Addison Russell of the Cubs equaled Richardon’s mark during Game 6 Tuesday night.
Instead, he had, at the time, only the seventh slam in Series history. When he got back to the dugout, Stengel remarked, “Good bunt.”
It may sound unusual for Richardson to wonder if he’d get pinch-hit for at that stage in a game, but there was precedent — Stengel had subbed for him early in the past. One time, Richardson groused and Stengel followed him into the dugout and told him to get his glove and go to the bullpen. He had to warm up the hard-throwing, notoriously-wild Ryne Duren.
“That was my punishment,” Richardson says, chuckling. But Richardson also praises Stengel for giving him a chance as a young player. Of course, Richardson delivered on that faith, becoming a seven-time All-Star.
And on Saturday, Oct. 8, 1960, in Game 3, he kept on delivering. In the fourth inning, Richardson came up with the bases loaded again. “I won’t say I tried to hit a home run, but I was thinking about it,” he admits. Richardson hit a two-run single instead, breaking the single-game RBI record that Mickey Mantle had tied when he had five in Game 2.
It was a highlight of what was a weird, losing Series for the Yanks — they were beaten by Bill Mazeroski’s Series-ending homer in Game 7. But, overall, they outscored the Pirates, 55-27, winning three games by rout — 16-3, 10-0 and 12-0. The Pirates won all the close ones, including the 10-9 finale.
Richardson set another record that still stands — 12 RBI in the Series — and he was named MVP. He hit .367 and slugged .667. He’s still the only player from the losing team to get the award.
Casey Stengel looks over his American League champs as they prep for the 1960 World Series.
“Records are made to be broken,” Richardson says of his RBI marks. “I can’t believe 12 RBI has stood ’til now. That record depends on how many men are on and it seemed like there were men on base every time I came up.”

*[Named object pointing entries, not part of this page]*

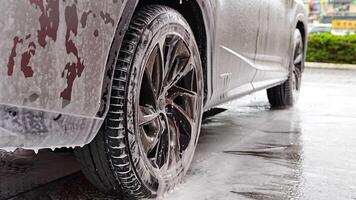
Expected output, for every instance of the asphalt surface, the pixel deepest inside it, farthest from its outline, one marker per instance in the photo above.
(247, 152)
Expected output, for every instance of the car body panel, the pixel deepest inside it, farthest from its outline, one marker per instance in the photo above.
(58, 59)
(53, 53)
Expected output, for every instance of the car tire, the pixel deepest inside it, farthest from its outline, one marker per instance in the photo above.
(149, 136)
(287, 94)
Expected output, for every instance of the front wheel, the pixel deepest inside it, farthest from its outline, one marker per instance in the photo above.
(149, 137)
(287, 94)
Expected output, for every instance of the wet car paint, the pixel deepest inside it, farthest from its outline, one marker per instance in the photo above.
(59, 60)
(54, 88)
(247, 152)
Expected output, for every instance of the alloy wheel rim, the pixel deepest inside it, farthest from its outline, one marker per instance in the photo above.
(297, 66)
(169, 104)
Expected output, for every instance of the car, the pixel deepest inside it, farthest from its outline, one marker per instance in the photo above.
(320, 28)
(126, 82)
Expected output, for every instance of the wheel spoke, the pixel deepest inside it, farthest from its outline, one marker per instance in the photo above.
(183, 118)
(178, 63)
(174, 150)
(161, 154)
(177, 91)
(298, 59)
(154, 71)
(149, 142)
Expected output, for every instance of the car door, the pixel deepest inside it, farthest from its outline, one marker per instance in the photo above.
(237, 24)
(273, 48)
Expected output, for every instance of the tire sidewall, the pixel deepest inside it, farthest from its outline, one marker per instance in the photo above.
(163, 24)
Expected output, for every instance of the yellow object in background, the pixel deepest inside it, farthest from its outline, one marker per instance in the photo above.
(344, 24)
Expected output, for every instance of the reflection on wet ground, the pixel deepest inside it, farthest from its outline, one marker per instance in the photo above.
(247, 152)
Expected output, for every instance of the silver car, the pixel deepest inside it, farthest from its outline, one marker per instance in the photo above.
(126, 82)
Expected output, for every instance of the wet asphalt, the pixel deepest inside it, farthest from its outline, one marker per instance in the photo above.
(247, 152)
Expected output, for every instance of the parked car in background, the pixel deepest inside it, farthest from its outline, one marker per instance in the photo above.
(126, 82)
(320, 28)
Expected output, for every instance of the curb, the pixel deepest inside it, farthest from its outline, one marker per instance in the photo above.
(329, 66)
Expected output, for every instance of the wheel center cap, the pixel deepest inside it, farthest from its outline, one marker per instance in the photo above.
(162, 104)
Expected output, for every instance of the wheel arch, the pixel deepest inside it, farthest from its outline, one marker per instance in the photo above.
(302, 27)
(195, 14)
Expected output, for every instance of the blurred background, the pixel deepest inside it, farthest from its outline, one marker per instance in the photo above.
(332, 28)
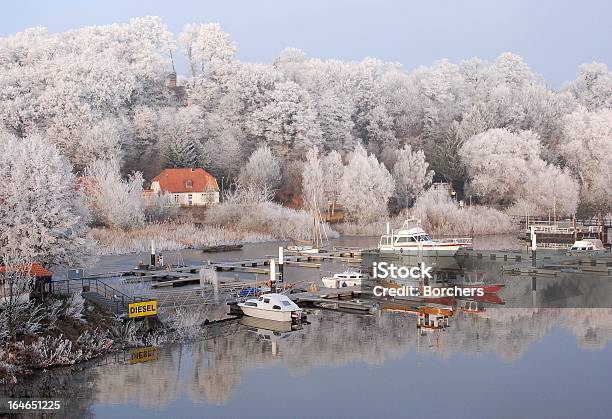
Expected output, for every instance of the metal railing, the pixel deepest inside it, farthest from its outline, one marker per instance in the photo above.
(118, 300)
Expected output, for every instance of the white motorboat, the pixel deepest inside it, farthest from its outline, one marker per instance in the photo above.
(302, 249)
(587, 245)
(344, 279)
(411, 239)
(277, 307)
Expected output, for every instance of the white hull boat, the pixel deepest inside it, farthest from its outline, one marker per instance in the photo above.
(412, 240)
(344, 279)
(302, 249)
(276, 307)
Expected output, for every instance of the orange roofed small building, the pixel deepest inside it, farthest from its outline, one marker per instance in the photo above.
(189, 187)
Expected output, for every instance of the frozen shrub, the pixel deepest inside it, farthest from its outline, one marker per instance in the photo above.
(47, 351)
(170, 236)
(75, 307)
(249, 211)
(185, 322)
(161, 208)
(262, 170)
(94, 343)
(115, 202)
(440, 214)
(372, 181)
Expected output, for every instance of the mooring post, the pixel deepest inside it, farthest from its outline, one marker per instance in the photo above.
(280, 263)
(534, 246)
(272, 275)
(152, 254)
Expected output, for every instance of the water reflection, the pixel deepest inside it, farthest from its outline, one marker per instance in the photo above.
(238, 363)
(211, 370)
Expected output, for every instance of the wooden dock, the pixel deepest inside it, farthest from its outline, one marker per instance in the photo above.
(515, 255)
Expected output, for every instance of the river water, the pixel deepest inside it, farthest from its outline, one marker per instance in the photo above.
(545, 353)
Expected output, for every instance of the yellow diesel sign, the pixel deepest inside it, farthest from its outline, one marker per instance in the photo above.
(145, 308)
(143, 355)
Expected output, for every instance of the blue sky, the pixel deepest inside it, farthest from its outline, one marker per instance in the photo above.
(554, 37)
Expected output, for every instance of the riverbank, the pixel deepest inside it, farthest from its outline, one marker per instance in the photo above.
(171, 236)
(65, 331)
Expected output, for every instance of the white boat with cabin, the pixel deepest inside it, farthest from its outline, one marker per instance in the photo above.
(587, 245)
(411, 239)
(344, 279)
(273, 306)
(302, 249)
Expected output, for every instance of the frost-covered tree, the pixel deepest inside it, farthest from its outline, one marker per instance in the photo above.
(333, 170)
(411, 174)
(506, 167)
(334, 118)
(207, 47)
(550, 190)
(313, 193)
(592, 86)
(366, 187)
(263, 170)
(586, 147)
(287, 123)
(498, 162)
(58, 83)
(115, 202)
(42, 213)
(100, 141)
(162, 207)
(180, 133)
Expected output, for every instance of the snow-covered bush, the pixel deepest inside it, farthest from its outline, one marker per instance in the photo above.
(366, 187)
(440, 214)
(506, 167)
(171, 236)
(42, 214)
(262, 170)
(185, 322)
(586, 147)
(411, 174)
(115, 202)
(313, 192)
(162, 207)
(75, 306)
(246, 210)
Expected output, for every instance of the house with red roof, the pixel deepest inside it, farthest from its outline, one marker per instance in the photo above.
(35, 275)
(189, 187)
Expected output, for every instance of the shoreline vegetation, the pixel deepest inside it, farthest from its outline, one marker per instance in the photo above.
(68, 330)
(90, 116)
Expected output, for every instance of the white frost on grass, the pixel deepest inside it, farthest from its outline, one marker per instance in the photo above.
(170, 236)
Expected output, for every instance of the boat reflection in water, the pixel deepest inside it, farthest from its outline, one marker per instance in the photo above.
(358, 364)
(270, 330)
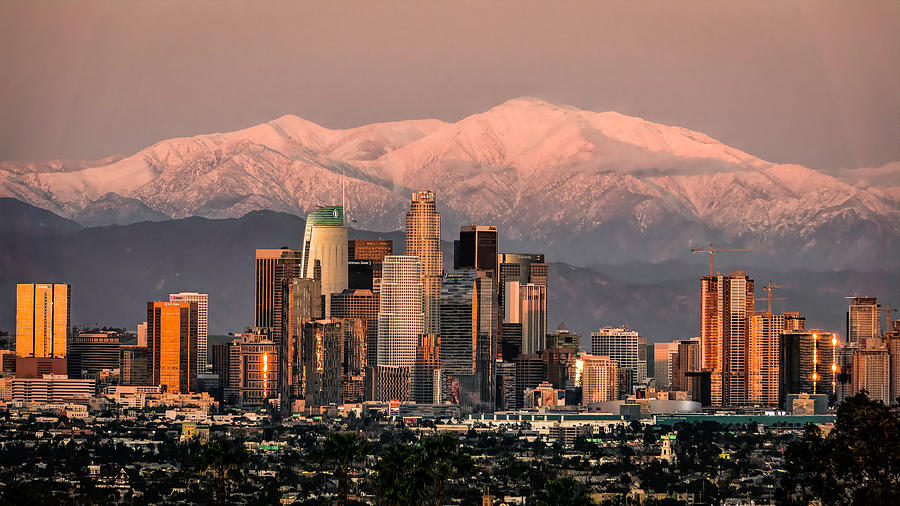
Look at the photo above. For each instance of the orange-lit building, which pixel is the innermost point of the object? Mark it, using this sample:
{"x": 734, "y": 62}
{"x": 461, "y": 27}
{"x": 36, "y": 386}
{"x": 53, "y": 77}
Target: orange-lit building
{"x": 42, "y": 319}
{"x": 172, "y": 329}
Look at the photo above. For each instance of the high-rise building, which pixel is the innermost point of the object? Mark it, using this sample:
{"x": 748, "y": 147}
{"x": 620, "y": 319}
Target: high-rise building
{"x": 863, "y": 319}
{"x": 92, "y": 352}
{"x": 808, "y": 364}
{"x": 598, "y": 377}
{"x": 252, "y": 369}
{"x": 274, "y": 270}
{"x": 522, "y": 269}
{"x": 136, "y": 365}
{"x": 323, "y": 354}
{"x": 401, "y": 319}
{"x": 530, "y": 311}
{"x": 871, "y": 369}
{"x": 622, "y": 346}
{"x": 476, "y": 248}
{"x": 172, "y": 339}
{"x": 423, "y": 240}
{"x": 42, "y": 319}
{"x": 325, "y": 241}
{"x": 370, "y": 249}
{"x": 202, "y": 301}
{"x": 361, "y": 305}
{"x": 726, "y": 303}
{"x": 686, "y": 359}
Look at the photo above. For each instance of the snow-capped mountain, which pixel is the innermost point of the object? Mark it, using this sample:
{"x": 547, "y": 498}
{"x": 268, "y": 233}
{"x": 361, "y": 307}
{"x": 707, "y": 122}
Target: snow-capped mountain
{"x": 583, "y": 186}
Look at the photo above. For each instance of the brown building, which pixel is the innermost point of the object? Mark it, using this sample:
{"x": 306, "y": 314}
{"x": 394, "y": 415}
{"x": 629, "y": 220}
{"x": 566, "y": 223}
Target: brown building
{"x": 42, "y": 319}
{"x": 370, "y": 249}
{"x": 172, "y": 337}
{"x": 423, "y": 239}
{"x": 362, "y": 305}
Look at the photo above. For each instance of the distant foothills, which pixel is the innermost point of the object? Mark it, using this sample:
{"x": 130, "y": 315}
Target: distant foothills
{"x": 115, "y": 270}
{"x": 582, "y": 187}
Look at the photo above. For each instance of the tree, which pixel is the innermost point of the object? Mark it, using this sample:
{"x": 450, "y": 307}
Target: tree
{"x": 224, "y": 459}
{"x": 563, "y": 491}
{"x": 443, "y": 459}
{"x": 858, "y": 462}
{"x": 344, "y": 449}
{"x": 401, "y": 479}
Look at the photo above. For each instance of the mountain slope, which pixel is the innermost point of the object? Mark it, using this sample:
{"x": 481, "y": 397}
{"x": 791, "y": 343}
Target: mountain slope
{"x": 582, "y": 186}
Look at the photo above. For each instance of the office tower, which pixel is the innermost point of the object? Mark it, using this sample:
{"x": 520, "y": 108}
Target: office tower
{"x": 42, "y": 319}
{"x": 808, "y": 364}
{"x": 354, "y": 365}
{"x": 622, "y": 346}
{"x": 135, "y": 365}
{"x": 401, "y": 318}
{"x": 662, "y": 363}
{"x": 427, "y": 376}
{"x": 726, "y": 303}
{"x": 686, "y": 359}
{"x": 529, "y": 374}
{"x": 323, "y": 353}
{"x": 423, "y": 240}
{"x": 92, "y": 352}
{"x": 275, "y": 268}
{"x": 172, "y": 339}
{"x": 522, "y": 269}
{"x": 599, "y": 378}
{"x": 142, "y": 334}
{"x": 863, "y": 319}
{"x": 252, "y": 369}
{"x": 303, "y": 304}
{"x": 563, "y": 338}
{"x": 370, "y": 249}
{"x": 360, "y": 275}
{"x": 871, "y": 369}
{"x": 476, "y": 248}
{"x": 762, "y": 356}
{"x": 202, "y": 301}
{"x": 362, "y": 305}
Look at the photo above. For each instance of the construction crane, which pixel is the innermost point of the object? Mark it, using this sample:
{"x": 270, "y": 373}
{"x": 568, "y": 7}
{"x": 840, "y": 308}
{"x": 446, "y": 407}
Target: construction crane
{"x": 712, "y": 250}
{"x": 769, "y": 288}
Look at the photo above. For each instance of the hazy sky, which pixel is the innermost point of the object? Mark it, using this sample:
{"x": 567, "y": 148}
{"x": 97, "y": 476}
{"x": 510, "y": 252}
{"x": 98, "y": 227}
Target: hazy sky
{"x": 816, "y": 83}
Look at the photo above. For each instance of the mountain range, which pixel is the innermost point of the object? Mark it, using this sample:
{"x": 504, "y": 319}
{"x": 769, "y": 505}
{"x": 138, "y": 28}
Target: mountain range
{"x": 584, "y": 187}
{"x": 115, "y": 269}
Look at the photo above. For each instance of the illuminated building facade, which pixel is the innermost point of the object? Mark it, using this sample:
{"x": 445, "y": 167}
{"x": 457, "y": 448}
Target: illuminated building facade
{"x": 423, "y": 240}
{"x": 252, "y": 369}
{"x": 202, "y": 301}
{"x": 172, "y": 339}
{"x": 808, "y": 364}
{"x": 323, "y": 353}
{"x": 43, "y": 319}
{"x": 863, "y": 319}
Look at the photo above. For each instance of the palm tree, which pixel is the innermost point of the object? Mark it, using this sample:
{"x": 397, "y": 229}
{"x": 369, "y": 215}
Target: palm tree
{"x": 344, "y": 449}
{"x": 443, "y": 460}
{"x": 223, "y": 458}
{"x": 564, "y": 491}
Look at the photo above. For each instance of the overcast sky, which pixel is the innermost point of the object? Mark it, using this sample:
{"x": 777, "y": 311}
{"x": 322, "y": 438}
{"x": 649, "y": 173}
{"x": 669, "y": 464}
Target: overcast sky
{"x": 816, "y": 83}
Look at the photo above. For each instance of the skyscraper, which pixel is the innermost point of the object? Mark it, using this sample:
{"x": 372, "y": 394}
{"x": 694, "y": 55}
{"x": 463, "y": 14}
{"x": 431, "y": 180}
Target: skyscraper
{"x": 325, "y": 241}
{"x": 172, "y": 339}
{"x": 726, "y": 302}
{"x": 401, "y": 319}
{"x": 807, "y": 364}
{"x": 202, "y": 301}
{"x": 476, "y": 248}
{"x": 622, "y": 346}
{"x": 423, "y": 240}
{"x": 42, "y": 319}
{"x": 863, "y": 319}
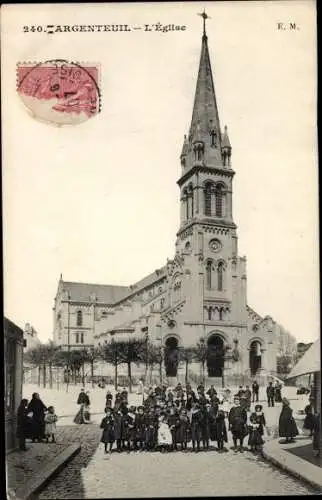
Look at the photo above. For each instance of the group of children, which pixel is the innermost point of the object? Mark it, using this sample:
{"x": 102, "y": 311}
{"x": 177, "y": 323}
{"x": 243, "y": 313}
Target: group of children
{"x": 169, "y": 420}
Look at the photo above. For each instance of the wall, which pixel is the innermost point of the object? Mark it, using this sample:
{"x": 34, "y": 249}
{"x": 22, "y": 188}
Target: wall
{"x": 13, "y": 345}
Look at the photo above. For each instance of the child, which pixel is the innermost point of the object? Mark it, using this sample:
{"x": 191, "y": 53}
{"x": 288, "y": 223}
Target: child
{"x": 172, "y": 422}
{"x": 196, "y": 426}
{"x": 256, "y": 429}
{"x": 182, "y": 430}
{"x": 139, "y": 425}
{"x": 221, "y": 431}
{"x": 204, "y": 427}
{"x": 50, "y": 424}
{"x": 107, "y": 425}
{"x": 164, "y": 435}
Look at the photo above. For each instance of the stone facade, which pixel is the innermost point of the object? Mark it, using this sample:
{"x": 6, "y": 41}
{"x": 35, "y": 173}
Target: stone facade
{"x": 30, "y": 337}
{"x": 199, "y": 296}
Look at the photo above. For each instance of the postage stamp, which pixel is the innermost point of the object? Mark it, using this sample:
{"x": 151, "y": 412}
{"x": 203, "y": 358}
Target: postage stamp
{"x": 60, "y": 92}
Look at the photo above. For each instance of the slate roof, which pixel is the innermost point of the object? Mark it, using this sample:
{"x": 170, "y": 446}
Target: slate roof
{"x": 104, "y": 293}
{"x": 309, "y": 363}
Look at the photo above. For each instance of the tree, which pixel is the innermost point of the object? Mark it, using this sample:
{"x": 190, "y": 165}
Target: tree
{"x": 284, "y": 364}
{"x": 43, "y": 355}
{"x": 187, "y": 354}
{"x": 131, "y": 351}
{"x": 154, "y": 357}
{"x": 35, "y": 356}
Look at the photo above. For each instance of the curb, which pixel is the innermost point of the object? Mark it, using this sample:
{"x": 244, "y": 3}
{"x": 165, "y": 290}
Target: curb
{"x": 28, "y": 491}
{"x": 281, "y": 464}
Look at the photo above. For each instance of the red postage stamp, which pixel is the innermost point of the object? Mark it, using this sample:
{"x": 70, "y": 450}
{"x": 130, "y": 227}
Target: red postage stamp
{"x": 60, "y": 92}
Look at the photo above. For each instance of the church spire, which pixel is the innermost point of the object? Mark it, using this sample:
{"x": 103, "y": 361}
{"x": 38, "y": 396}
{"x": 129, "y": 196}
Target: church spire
{"x": 205, "y": 125}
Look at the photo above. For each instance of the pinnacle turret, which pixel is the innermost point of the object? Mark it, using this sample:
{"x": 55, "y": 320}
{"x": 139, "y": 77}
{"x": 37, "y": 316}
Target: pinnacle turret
{"x": 205, "y": 140}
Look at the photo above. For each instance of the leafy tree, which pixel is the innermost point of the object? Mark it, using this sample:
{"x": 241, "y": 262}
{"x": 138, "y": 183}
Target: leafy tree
{"x": 43, "y": 355}
{"x": 284, "y": 364}
{"x": 35, "y": 356}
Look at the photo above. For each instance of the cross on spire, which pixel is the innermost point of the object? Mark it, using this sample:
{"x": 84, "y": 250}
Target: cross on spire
{"x": 205, "y": 16}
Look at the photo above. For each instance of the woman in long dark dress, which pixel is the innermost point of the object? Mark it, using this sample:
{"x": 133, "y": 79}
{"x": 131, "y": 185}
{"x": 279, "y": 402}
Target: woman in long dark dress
{"x": 237, "y": 424}
{"x": 22, "y": 424}
{"x": 37, "y": 407}
{"x": 107, "y": 425}
{"x": 287, "y": 427}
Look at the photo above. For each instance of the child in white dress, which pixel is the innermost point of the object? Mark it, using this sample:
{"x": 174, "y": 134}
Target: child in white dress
{"x": 164, "y": 435}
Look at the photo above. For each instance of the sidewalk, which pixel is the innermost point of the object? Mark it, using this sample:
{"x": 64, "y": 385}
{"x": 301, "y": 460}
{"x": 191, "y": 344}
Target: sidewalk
{"x": 290, "y": 458}
{"x": 28, "y": 471}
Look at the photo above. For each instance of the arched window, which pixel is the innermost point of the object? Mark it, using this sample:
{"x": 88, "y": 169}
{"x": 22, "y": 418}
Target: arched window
{"x": 213, "y": 136}
{"x": 209, "y": 275}
{"x": 186, "y": 203}
{"x": 188, "y": 206}
{"x": 207, "y": 195}
{"x": 79, "y": 320}
{"x": 219, "y": 200}
{"x": 191, "y": 201}
{"x": 220, "y": 275}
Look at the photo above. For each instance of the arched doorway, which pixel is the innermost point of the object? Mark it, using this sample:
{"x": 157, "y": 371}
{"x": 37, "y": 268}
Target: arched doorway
{"x": 215, "y": 356}
{"x": 171, "y": 357}
{"x": 255, "y": 357}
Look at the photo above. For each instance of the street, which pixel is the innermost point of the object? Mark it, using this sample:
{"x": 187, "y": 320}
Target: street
{"x": 92, "y": 474}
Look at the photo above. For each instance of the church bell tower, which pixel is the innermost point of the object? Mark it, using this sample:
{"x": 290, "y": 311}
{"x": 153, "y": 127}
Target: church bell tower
{"x": 207, "y": 238}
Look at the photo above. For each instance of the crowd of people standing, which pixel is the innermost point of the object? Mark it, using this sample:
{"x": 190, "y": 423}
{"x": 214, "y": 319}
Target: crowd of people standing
{"x": 170, "y": 419}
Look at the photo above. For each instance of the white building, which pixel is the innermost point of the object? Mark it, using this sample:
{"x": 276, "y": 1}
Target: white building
{"x": 201, "y": 294}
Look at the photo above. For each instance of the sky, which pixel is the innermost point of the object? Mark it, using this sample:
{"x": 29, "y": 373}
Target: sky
{"x": 98, "y": 201}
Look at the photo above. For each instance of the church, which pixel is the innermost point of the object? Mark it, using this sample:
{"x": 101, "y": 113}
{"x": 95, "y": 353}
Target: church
{"x": 199, "y": 297}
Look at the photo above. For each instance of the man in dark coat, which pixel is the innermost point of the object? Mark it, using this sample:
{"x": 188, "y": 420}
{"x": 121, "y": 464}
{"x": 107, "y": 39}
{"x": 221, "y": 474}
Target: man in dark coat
{"x": 37, "y": 407}
{"x": 118, "y": 429}
{"x": 22, "y": 424}
{"x": 248, "y": 397}
{"x": 237, "y": 424}
{"x": 286, "y": 426}
{"x": 139, "y": 425}
{"x": 211, "y": 392}
{"x": 220, "y": 431}
{"x": 173, "y": 422}
{"x": 204, "y": 426}
{"x": 196, "y": 426}
{"x": 270, "y": 391}
{"x": 83, "y": 398}
{"x": 255, "y": 390}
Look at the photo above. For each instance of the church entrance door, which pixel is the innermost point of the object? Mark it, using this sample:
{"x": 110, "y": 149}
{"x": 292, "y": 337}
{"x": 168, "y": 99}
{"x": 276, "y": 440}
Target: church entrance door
{"x": 171, "y": 357}
{"x": 255, "y": 358}
{"x": 215, "y": 356}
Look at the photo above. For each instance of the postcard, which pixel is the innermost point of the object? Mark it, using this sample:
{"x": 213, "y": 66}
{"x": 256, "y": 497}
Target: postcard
{"x": 161, "y": 259}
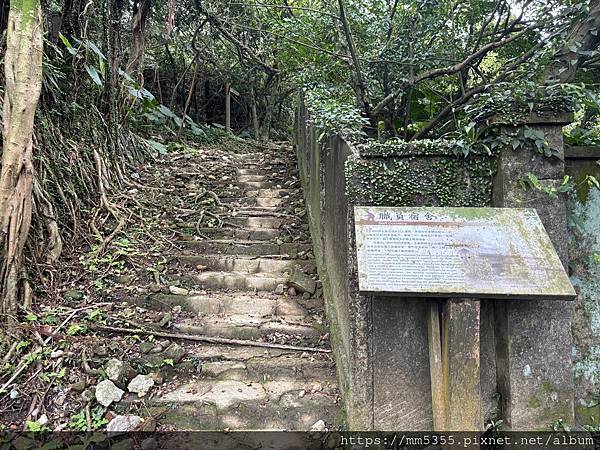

Matsui tied Richardson’s single-game mark in Game 3 of the 2009 Series. He went on to be named Series MVP, too. The two men signed baseballs for each other commemorating their matched achievement at a memorabilia show both attended, Richardson says.
Pujols had six RBI in Game 3 in 2011, but Cardinals’ teammate David Freese ultimately won MVP.
The Yankees lost the 1960 World Series on Bill Mazeroski walk-off homer.
Who knows what awaits Russell in Wednesday night’s Game 7? He has eight RBI in the first six games and Richardson says he’s been watching. He’s tempted to root for the Indians, saying, “I’m an AL guy.” As the coach at the University of South Carolina years ago, he tried to recruit Terry Francona, the current Indians manager.
But the Cubs’ drought makes him want Chicago to win. Maybe watching Russell has done that, too.
“I’ve seen enough to know he’s got great talent,” Richardson says. “I like the way he hustles and I think he’s got a long, great career ahead of him.”